The first role of tileQC is to facilitate the conversion of text based Solexa pipeline output to a more flexible SQL database format (in our case the MySQL database server). If a compatible database does not already exist, tileQC will (upon request) create one. Creating a database requires that both the SQL server and the tileQC program be properly configured (see [8] for details). Once the Eland and Q_AG-score data is in database form the full power of both SQL and R may be brought to bear upon the analysis of that data. Encapsulating the database connection within an R object enables the mundane details to be managed invisibly and frees the researcher to focus on the analysis of the data rather than the mechanics of accessing and manipulating that data. Although supplementary to the package's primary purpose of tile-based quality control (QC), this feature is useful in its own right, and simplifies the mechanics of querying a database containing Solexa data. The standard SQL query language is enhanced by the inclusion of a simple form of expression substitution. Here, for example, we see the extraction of five reads covering the location 332,080 in Chromosome I of the C. elegans genome (note the use of #current.table# in the SQL command):

> celegans$runSQL("select seq, type, locus, muta, mutb from #current.table#

where locus >= 332048 and locus <= 332080 and segment = 'CHR_I' limit 5")

seq type locus muta mutb

1 AATTTTTTGAATTTGCTCGCCGCATTTCGACTTTCT U2 332053 23A 28T

2 TGAATTTGCTCGCCGAATTTCGACTTTCTTACAATT U2 332060 21T 30G

3 GAATTTGCTCGCCGAATTTCGACTTTCTGACAATTT U1 332061 20T

4 GAATTTGCTCGCCGAATTTCGCCTTTCTGACACTTG U2 332061 20T 22A

5 GAATTTGCTCGCCGAATTTCGACTTTCTTACAATTT U2 332061 20T 29G

The primary purpose of the package is, of course, tile-based quality control. Often there are patterns in the errors generated during the Solexa sequencing process that become visible when the physical locations of a tile's reads are plotted in colors and sizes that depend upon the category to which they have been assigned by Eland. For this purpose, the tileQC package contains functions that are optimized to create such qualitative displays. The visual representation appears on the left and a relative frequency histogram of the number of reads in each Eland category for that tile appears to the right. The researcher may select which categories of read are to be displayed, and even filter the unique reads based upon whether they match the forward strand, the reverse strand, or either. The homogeneity of the Solexa process ensures that, when the machine is functioning properly, the relative frequencies are similar from tile to tile and distributed uniformly across each tile. Major discrepancies in these conditions are immediately discerned by sight.

Many such discrepancies are small and their effects are limited to one, or (possibly) a few, tiles. Figure 1 contains examples of three such situations. Often these aberrations have obvious causes such as bubbles in the reagents. However some, such as the rectangle in Figure 1a, remain mysterious. Detection of aberrant tiles is particularly important for researchers doing single nucleotide polymorphism (SNP) detection as a single tile with an increased error rate may yield a variety of false positives.

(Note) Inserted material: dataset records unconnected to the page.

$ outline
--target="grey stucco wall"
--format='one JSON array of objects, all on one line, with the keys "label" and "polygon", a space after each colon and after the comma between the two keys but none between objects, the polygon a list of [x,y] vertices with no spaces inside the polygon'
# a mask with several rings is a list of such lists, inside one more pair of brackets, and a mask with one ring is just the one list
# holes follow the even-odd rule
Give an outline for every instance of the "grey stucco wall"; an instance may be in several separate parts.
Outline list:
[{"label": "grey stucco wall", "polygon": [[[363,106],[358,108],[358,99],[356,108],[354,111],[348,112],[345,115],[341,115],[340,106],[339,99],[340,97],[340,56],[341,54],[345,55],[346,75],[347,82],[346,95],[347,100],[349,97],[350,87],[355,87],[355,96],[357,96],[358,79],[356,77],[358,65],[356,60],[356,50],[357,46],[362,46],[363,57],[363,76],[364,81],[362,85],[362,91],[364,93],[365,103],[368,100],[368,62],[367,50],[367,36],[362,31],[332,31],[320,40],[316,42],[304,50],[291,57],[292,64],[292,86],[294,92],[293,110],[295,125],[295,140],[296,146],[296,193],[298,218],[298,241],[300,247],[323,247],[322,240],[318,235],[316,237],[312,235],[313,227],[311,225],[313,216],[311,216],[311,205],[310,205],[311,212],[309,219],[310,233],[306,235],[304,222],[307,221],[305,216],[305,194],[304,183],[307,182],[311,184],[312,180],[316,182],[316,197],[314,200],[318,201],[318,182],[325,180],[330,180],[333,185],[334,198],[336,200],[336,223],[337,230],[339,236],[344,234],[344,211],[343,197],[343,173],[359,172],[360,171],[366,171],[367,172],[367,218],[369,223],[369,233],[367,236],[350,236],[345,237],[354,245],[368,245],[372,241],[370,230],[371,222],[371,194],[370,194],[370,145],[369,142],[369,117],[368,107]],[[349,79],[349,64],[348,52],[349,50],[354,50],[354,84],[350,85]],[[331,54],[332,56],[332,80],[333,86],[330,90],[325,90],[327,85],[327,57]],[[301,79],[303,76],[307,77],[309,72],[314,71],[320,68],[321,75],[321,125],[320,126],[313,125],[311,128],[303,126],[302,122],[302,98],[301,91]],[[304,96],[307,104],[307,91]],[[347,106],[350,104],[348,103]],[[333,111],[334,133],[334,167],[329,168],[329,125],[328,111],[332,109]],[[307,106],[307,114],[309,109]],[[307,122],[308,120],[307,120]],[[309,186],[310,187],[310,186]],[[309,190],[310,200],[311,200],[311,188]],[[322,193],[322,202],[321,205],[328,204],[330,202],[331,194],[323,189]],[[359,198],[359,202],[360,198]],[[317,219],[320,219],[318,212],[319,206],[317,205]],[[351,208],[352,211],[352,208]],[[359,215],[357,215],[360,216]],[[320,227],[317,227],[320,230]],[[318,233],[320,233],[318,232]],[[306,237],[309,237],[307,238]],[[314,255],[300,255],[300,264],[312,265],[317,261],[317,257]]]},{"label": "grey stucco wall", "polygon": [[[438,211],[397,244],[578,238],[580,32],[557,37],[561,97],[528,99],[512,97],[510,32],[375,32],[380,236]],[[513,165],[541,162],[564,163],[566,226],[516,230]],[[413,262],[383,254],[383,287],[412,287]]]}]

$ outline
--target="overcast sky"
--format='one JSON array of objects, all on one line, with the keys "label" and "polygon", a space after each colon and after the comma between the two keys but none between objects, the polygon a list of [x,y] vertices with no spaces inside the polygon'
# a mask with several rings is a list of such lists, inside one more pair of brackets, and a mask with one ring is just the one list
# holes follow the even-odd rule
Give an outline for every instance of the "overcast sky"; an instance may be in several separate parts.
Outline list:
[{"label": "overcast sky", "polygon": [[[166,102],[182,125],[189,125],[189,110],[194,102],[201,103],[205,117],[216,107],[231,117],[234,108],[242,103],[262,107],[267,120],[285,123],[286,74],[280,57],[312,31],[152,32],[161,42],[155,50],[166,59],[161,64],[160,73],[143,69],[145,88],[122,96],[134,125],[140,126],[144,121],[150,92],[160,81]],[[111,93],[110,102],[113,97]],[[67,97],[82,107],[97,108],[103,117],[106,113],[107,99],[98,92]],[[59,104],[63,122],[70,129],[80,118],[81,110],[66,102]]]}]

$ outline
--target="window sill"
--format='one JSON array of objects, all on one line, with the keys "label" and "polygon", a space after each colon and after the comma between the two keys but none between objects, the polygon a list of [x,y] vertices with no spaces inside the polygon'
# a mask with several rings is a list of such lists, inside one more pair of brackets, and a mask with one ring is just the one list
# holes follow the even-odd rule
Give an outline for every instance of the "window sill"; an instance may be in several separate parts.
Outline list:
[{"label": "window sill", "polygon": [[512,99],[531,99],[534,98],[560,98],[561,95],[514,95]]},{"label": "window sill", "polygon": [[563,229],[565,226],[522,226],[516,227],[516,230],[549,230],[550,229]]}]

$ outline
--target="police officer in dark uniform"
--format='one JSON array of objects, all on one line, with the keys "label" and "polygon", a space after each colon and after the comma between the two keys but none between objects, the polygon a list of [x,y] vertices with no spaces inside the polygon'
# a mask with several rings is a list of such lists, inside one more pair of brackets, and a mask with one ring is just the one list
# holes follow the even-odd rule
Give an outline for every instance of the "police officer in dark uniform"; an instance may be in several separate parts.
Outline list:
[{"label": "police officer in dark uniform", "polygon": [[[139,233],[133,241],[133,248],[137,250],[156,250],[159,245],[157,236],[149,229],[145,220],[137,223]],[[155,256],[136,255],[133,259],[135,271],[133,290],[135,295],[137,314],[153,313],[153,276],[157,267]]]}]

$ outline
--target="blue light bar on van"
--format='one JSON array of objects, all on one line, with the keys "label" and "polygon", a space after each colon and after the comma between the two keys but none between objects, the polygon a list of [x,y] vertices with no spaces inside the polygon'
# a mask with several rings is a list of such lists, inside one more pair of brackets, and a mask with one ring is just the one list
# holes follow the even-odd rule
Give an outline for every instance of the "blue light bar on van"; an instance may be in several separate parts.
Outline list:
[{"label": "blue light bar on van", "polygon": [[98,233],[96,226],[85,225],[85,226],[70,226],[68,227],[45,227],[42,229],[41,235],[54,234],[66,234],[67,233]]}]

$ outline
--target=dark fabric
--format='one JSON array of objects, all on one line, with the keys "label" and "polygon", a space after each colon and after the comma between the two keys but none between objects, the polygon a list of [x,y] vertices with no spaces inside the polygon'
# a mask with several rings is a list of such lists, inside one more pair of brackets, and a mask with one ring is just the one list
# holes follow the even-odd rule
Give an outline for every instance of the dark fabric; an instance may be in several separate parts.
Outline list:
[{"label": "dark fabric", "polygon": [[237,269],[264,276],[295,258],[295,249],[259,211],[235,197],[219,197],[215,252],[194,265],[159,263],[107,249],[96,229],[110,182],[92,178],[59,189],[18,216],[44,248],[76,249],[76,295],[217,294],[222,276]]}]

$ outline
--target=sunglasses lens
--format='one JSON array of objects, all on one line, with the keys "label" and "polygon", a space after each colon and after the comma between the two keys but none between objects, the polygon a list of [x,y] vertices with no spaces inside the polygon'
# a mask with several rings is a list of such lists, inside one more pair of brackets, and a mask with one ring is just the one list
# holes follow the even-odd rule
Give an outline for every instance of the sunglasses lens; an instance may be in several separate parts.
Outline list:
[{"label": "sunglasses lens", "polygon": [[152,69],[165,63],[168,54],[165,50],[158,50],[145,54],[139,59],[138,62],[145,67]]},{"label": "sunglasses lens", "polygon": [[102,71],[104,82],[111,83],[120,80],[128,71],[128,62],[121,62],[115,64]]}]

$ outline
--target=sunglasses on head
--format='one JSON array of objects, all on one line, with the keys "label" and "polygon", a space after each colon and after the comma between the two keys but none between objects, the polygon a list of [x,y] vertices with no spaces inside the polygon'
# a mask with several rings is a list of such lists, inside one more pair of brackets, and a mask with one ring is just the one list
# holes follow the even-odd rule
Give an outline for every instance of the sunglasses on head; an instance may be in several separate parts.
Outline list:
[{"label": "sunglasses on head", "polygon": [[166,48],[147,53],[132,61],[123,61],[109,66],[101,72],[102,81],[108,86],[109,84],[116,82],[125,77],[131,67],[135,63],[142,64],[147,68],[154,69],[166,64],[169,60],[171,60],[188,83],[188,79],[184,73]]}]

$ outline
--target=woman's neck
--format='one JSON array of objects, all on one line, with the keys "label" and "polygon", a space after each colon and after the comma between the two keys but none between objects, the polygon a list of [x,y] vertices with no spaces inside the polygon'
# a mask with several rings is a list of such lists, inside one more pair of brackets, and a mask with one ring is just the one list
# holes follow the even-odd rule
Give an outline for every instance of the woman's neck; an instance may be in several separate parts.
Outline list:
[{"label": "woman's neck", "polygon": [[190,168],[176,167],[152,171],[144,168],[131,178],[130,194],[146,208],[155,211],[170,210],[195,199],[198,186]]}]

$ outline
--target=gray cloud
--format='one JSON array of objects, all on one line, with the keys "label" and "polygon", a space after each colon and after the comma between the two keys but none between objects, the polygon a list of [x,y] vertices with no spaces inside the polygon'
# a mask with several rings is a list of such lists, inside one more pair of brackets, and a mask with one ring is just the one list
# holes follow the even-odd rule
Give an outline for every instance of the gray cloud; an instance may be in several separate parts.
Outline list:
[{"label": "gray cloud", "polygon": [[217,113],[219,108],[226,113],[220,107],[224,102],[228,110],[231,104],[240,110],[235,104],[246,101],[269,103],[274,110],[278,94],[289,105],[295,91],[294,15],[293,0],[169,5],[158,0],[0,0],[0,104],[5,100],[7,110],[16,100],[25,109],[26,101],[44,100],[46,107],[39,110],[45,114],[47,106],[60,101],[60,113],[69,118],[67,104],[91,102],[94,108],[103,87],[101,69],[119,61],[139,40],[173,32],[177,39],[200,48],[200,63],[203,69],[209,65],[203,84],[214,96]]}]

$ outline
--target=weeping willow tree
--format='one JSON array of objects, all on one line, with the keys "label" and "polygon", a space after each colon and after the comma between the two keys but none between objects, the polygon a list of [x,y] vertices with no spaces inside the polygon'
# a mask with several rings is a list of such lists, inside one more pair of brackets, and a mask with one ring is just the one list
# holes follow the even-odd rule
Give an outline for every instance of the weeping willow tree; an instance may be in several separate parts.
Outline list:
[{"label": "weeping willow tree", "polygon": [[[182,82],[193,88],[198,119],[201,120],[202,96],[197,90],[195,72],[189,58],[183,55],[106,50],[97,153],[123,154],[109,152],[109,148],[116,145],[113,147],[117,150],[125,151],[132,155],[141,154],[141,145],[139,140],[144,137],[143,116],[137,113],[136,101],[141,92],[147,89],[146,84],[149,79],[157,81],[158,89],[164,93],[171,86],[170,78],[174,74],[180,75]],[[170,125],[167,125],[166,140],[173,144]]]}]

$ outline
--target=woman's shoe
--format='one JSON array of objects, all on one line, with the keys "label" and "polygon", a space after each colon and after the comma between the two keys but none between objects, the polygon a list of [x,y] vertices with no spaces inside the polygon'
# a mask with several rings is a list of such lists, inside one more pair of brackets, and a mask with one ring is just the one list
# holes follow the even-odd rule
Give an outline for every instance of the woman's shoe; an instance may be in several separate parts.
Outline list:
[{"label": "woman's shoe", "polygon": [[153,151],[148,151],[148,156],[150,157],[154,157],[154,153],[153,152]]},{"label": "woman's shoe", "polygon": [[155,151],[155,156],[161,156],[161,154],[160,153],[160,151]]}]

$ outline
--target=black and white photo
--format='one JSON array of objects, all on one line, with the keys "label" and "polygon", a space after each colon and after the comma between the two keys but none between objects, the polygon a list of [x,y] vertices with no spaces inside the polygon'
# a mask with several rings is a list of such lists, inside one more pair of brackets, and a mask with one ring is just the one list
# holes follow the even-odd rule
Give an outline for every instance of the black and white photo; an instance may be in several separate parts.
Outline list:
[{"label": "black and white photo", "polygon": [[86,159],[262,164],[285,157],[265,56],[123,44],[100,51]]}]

Tile-plots using Q_AG-score data allow for a more in depth analysis of the data and a better identification of an error's source, but one must be cautious – many types of errors that are clear from the Eland perspective may be difficult to discern from the Q_AG-score perspective. Sometimes, this can be alleviated by knowing the proper way to transform the Q_AG-score data into intensity data. Any desired function may be applied to a read's set of Q_AG-scores and the output of that function is normalized and transformed into an intensity value for the dot corresponding to that read. An example of this process can be seen in Figure 2 where we see three views of the same tile. The first, Figure 2a, uses Eland encoding, whereas Figures 2b and 2c use two distinct Q_AG-score encodings. In Figure 2b we see the results of applying the function mean across the first 32-cycles of a read. The error detected through Eland categorization is invisible in this image, but once again is easily detectable in Figure 2c where the minimum of the 32 inter-read Q_AG-scores are being plotted. The source of the error becomes apparent in Figure 2d – a cycleplot displaying the mean Q_AG-score for the first 32 cycles of the aberrant tile. We see from this graph, that the problem arises during cycle 28, and Figure 3, showing the minimum Q_AG-scores for a variety of cycles, confirms this interpretation. From this example, one might be tempted to assume that any tile with a cycle whose mean Q_AG-score drops below a certain value is to be discarded, but it is possible for a non-aberrant tile to have mean Q_AG-scores this low (as can be seen in Figure 4).

The visual pattern recognition of a researcher may also discern more subtle and global biases that escape simple numeric detection as in Figures 1, 2, 3, 4 where we see problematic reads occurring more frequently on the boundary of tiles, or in Figure 5 where a consistent increase in error rate is associated with reads from the upper left corner of a tile. Once such errors are known to occur, more sophisticated statistical techniques may be used to detect and remove the resulting biases, or at the very least to filter out the offending data.

Despite the power of the human visual system, some patterns of error that occur over an entire lane of Solexa data may not be apparent from direct observation of the 200–300 QC plots associated with that lane. However, some of these global biases are revealed when summarizing statistics are extracted for each tile and plotted in a single graph. In Figure 6 the blue dots correspond to the total number of perfect matches in each tile. The tiles within each lane are arranged as two vertical strips. In Figure 6, the left strip contains tiles 1–100 (with 1 at the top). The right strip contains tiles 101–200, but this time 101 is at the bottom and 200 at the top. The droop in the graph is indicative of an error rate that increased as the machine worked its way from the top of the lane to bottom. Aberrant tiles may also become visible from this perspective – in this same figure a tile with a particularly low number of unique matches was identified (the dot marked by yellow), and the graph of that tile's Eland categorized reads was superimposed upon a blank section of the summarization graph to illustrate how a bubbled tile may be detected in a summarization graph. We are presently working to improve the summary statistics features of tileQC and anticipate more advanced summary reports in future versions of this software.

Conclusion

The tileQC system offers a versatile and powerful tool for the quality control of Solexa-based DNA sequence data. Future challenges include the development of an interface that unifies the task of summarization with that of quantitative testing. This short-term goal (partially completed) will lead to a plug-in style of summarization and analysis that will allow researchers to flexibly encapsulate any desired post-processing or data extraction within a shareable R object. Mid-range goals include an interactive graphical interface for more convenient data exploration as well as a freely available library of analytic modules.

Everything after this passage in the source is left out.